Comprendí que lo único que podía salvarme en aquel momento era mentir. En el instante en que dijese la verdad sobre Cristina, mis horas estaban contadas.

-No sé dónde está.

-Miente.

-Ya le he dicho que no serviría para nada contarle la verdad -respondí.

-Excepto para hacerme quedar como un necio por querer ayudarle.

-¿Es eso lo que está intentando hacer, inspector? ¿Ayudarme?

-Sí.

-Entonces compruebe todo lo que he dicho. Encuentre a Marlasca y a Irene Sabino.

-Mis superiores me han concedido veinticuatro horas con usted.
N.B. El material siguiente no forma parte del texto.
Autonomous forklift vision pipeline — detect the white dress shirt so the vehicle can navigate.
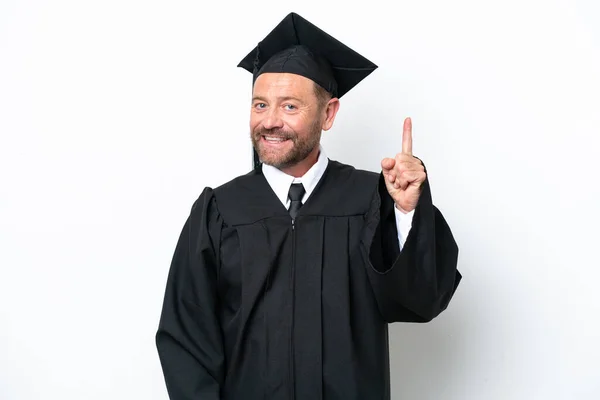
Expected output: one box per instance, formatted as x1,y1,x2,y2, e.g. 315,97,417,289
262,146,415,250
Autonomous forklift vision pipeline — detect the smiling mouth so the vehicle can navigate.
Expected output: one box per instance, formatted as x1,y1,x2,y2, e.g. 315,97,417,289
261,135,289,144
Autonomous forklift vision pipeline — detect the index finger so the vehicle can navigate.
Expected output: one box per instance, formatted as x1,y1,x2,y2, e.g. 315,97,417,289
402,117,412,156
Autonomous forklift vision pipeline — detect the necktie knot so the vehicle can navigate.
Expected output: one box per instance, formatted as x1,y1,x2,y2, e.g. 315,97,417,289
288,183,306,201
288,183,306,218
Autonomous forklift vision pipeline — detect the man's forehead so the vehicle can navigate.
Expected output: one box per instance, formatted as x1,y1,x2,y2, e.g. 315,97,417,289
253,72,314,95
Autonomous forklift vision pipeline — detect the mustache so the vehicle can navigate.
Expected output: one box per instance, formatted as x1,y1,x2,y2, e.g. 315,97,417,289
254,129,296,140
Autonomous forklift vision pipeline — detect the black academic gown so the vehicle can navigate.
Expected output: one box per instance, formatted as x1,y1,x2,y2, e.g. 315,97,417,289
156,161,461,400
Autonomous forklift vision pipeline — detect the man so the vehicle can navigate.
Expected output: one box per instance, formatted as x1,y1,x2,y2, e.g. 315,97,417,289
156,13,461,400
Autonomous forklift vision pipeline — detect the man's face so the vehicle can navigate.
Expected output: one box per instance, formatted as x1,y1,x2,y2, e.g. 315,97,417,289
250,73,326,169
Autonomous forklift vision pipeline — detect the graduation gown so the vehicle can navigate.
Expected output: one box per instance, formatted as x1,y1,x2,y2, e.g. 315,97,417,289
156,160,461,400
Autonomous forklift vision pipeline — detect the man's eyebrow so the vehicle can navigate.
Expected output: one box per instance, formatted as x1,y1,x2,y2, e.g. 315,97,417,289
252,96,302,103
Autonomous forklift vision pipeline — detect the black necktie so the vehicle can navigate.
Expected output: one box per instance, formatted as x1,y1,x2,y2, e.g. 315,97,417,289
288,183,305,219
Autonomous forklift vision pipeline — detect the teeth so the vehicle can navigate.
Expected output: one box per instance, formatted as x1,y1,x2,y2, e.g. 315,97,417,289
265,136,285,142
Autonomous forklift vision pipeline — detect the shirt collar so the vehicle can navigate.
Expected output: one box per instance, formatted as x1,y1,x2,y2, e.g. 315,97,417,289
262,145,329,207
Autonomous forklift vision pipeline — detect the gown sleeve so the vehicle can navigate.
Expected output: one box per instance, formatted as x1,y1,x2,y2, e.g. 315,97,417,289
363,162,462,323
156,188,224,400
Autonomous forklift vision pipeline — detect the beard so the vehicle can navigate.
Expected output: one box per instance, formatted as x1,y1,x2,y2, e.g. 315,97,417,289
250,121,321,169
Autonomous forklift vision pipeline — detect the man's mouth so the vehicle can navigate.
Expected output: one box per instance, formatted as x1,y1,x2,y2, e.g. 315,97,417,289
262,135,289,144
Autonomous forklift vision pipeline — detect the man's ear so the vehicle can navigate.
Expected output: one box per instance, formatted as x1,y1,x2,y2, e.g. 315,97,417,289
322,97,340,131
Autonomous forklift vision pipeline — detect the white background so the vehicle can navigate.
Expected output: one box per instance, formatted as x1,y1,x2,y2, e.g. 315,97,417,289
0,0,600,400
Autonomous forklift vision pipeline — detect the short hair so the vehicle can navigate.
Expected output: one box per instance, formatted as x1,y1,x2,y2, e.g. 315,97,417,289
313,82,332,108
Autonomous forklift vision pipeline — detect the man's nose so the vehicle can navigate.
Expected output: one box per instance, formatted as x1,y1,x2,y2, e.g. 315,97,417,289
263,108,283,129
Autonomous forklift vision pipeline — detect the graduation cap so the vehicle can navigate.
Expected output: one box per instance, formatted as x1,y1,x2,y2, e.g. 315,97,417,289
238,13,377,98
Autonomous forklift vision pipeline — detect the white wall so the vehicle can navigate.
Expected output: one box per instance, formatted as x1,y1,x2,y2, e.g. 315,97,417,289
0,0,600,400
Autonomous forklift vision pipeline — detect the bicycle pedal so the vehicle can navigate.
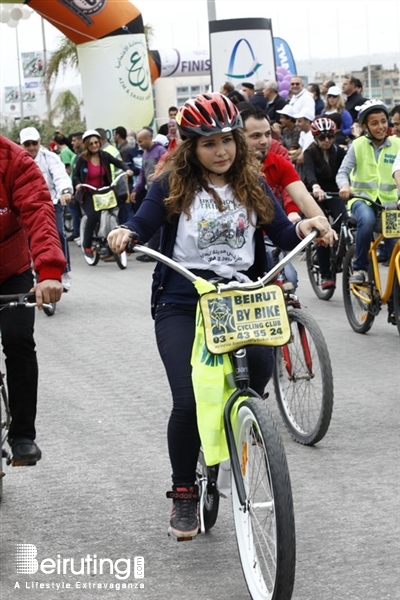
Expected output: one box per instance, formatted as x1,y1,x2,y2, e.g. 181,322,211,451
8,458,37,467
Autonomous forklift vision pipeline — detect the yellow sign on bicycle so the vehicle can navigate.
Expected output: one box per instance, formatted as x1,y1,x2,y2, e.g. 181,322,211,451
382,210,400,238
93,190,117,210
200,285,290,354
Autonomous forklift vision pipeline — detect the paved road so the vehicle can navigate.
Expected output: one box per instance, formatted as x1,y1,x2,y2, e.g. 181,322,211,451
0,244,400,600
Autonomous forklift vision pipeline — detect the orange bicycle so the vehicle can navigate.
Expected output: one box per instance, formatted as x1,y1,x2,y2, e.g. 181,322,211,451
343,201,400,335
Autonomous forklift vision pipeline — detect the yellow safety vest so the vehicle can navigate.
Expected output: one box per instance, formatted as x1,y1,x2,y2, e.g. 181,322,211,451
348,136,400,208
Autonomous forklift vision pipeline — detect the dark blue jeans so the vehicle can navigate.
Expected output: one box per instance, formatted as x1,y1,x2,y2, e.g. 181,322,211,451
155,304,274,484
0,270,38,440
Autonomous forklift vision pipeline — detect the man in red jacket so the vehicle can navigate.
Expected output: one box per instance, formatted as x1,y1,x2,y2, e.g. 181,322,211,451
0,136,66,465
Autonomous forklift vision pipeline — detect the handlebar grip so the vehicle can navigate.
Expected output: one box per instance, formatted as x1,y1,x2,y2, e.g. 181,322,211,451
126,231,140,253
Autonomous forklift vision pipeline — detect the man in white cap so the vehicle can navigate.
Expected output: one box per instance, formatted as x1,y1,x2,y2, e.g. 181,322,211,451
249,81,267,110
19,127,72,291
275,104,300,156
289,75,315,120
291,109,314,173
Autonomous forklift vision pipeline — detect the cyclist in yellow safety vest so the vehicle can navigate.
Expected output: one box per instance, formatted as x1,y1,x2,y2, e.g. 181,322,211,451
336,100,400,296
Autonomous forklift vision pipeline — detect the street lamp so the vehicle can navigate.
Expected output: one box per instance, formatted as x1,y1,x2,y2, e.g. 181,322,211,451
0,4,33,119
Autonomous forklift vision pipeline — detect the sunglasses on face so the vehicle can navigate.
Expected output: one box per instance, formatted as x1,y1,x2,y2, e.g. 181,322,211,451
318,133,335,142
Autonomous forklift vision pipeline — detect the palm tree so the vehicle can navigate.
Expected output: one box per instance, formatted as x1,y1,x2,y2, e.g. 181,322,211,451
44,36,79,86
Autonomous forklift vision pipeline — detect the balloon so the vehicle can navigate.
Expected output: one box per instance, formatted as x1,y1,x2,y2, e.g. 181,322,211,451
10,6,23,21
0,6,10,23
21,6,33,19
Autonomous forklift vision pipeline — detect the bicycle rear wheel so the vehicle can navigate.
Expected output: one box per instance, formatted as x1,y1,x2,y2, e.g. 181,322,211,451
196,448,219,533
273,309,333,446
306,245,336,300
393,274,400,335
343,246,375,333
79,215,100,267
0,373,11,502
232,398,296,600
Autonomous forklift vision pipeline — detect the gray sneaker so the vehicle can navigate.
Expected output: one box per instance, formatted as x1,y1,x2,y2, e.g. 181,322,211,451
349,271,368,285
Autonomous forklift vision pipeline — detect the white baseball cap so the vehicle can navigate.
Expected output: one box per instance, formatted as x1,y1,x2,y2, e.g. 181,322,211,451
294,109,315,121
19,127,40,144
276,104,296,119
326,85,342,96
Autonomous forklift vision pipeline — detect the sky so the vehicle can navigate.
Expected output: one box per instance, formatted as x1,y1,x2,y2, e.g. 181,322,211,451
0,0,400,88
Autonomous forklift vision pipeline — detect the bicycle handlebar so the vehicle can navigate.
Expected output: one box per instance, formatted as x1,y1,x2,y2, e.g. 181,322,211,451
126,229,319,291
0,292,51,311
80,171,126,192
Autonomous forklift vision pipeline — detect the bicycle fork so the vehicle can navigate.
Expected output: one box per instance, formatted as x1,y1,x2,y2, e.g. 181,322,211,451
224,348,261,512
282,323,313,381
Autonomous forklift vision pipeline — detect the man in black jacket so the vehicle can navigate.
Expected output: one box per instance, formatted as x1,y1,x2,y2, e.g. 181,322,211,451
342,75,368,121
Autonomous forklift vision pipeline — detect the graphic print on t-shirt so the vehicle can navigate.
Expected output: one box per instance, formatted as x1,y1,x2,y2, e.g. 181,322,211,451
197,208,249,250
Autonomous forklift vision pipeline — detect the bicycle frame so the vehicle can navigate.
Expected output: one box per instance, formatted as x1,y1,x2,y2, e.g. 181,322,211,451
368,234,400,304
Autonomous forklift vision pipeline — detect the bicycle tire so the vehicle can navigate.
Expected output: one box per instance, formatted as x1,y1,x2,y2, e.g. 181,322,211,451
196,448,219,533
306,245,336,301
231,398,296,600
0,373,11,502
342,245,375,333
79,215,100,267
393,273,400,335
43,302,57,317
273,308,333,446
109,215,128,270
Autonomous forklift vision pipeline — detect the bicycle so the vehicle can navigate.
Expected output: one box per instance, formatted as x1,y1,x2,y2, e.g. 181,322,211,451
306,192,356,301
0,292,49,502
343,200,400,335
124,232,317,600
80,173,128,270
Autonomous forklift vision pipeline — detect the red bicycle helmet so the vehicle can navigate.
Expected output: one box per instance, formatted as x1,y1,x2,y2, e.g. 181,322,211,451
311,117,335,136
176,93,243,139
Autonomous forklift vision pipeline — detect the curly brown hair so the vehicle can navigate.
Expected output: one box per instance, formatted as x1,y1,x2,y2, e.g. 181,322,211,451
157,129,274,225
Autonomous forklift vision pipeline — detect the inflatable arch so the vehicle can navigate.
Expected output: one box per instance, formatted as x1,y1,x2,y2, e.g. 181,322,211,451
2,0,154,130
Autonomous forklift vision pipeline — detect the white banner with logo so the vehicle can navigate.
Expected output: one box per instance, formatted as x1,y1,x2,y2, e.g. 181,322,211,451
78,34,154,131
209,18,276,91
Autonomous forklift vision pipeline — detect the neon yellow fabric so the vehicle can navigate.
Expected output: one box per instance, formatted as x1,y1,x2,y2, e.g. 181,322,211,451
347,136,400,208
191,279,237,466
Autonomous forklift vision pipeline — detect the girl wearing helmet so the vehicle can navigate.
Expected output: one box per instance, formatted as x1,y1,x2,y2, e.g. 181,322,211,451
336,100,400,292
72,129,133,258
304,116,346,290
108,93,328,538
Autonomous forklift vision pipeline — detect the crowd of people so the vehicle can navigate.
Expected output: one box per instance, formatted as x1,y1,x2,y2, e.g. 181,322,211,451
0,76,400,538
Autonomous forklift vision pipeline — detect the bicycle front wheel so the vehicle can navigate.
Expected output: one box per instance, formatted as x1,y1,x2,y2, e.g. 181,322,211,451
343,246,375,333
232,398,296,600
274,309,333,446
306,245,336,300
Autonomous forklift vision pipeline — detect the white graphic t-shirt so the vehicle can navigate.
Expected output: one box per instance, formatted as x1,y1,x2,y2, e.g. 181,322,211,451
173,184,256,279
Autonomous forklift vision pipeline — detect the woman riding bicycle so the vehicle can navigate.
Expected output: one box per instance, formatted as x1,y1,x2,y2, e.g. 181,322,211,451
303,117,346,290
72,129,133,258
108,93,329,538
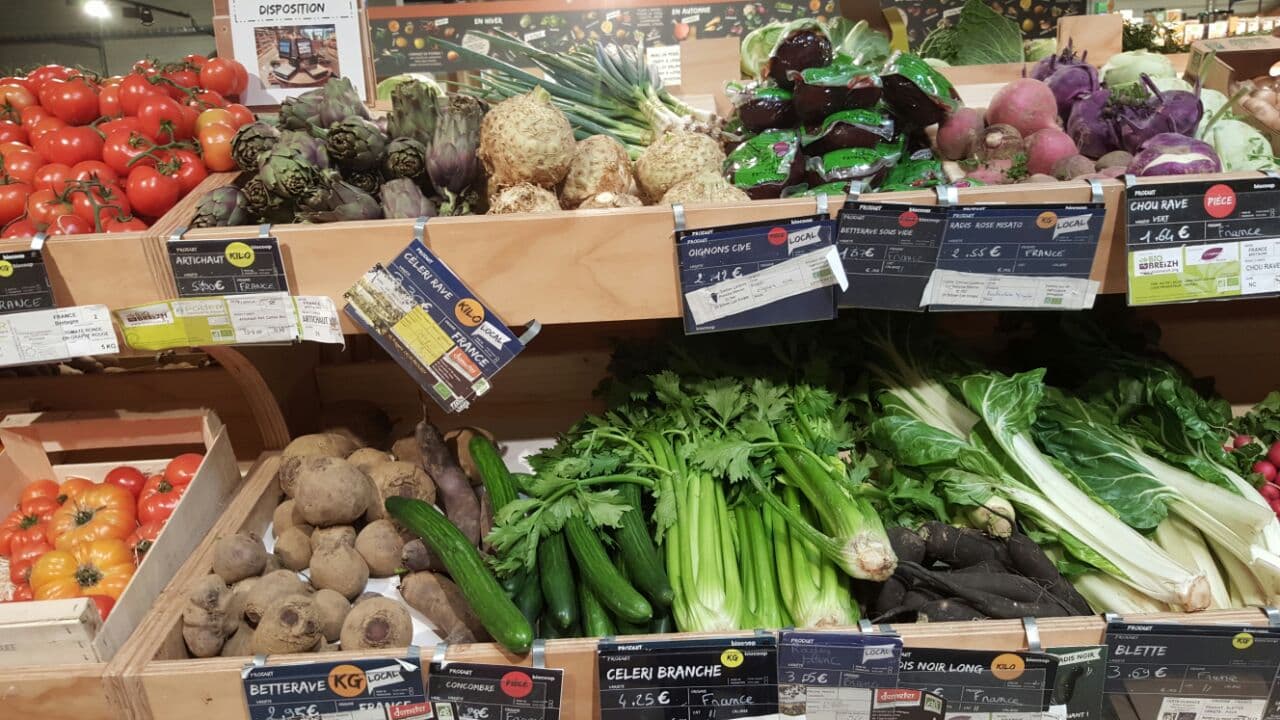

Si para entonces no les entrego a Cristina Sagnier sana y salva, o al menos viva, me relevarán del caso y se lo pasarán a Marcos y a Gástelo, que hace ya tiempo que esperan su oportunidad de hacer méritos y no la van a desaprovechar.

-Entonces no pierda el tiempo.

Grandes resopló pero asintió.

-Espero que sepa lo que está haciendo, Martín.

Calculé que debían de ser las nueve de la mañana cuando el inspector Víctor Grandes me dejó encerrado en aquella sala sin más compañía que el termo con café frío y su paquete de cigarrillos. Apostó uno de sus hombres a la puerta y le oí ordenarle que bajo ningún concepto permitiese el paso a nadie. A los cinco minutos de su partida oí que alguien golpeaba a la puerta y reconocí el rostro del sargento Marcos recortado en la ventanilla de cristal. No podía oír sus palabras, pero la caligrafía de sus labios no dejaba lugar a dudas: Vete preparando, hijo de perra.

Pasé el resto de la mañana sentado sobre el alféizar de la ventana contemplando a la gente que se creía libre pasar tras los barrotes, fumando y comiendo terrones de azúcar con la misma fruición con que había visto hacerlo al patrón en más de una ocasión. La fatiga, o tal vez sólo fuese el culatazo de la desesperación, me alcanzaron al mediodía y me tendí en el suelo, la cara contra la pared. Me dormí en menos de un minuto. Cuando desperté, la sala estaba en penumbra. Había ya anochecido y la claridad ocre de los faroles de la Vía Layetana dibujaban sombras de coches y tranvías sobre el techo de la sala. Me incorporé, el frío del suelo calado en todos los músculos del cuerpo, y me acerqué a un radiador en la esquina que estaba más helado que mis manos.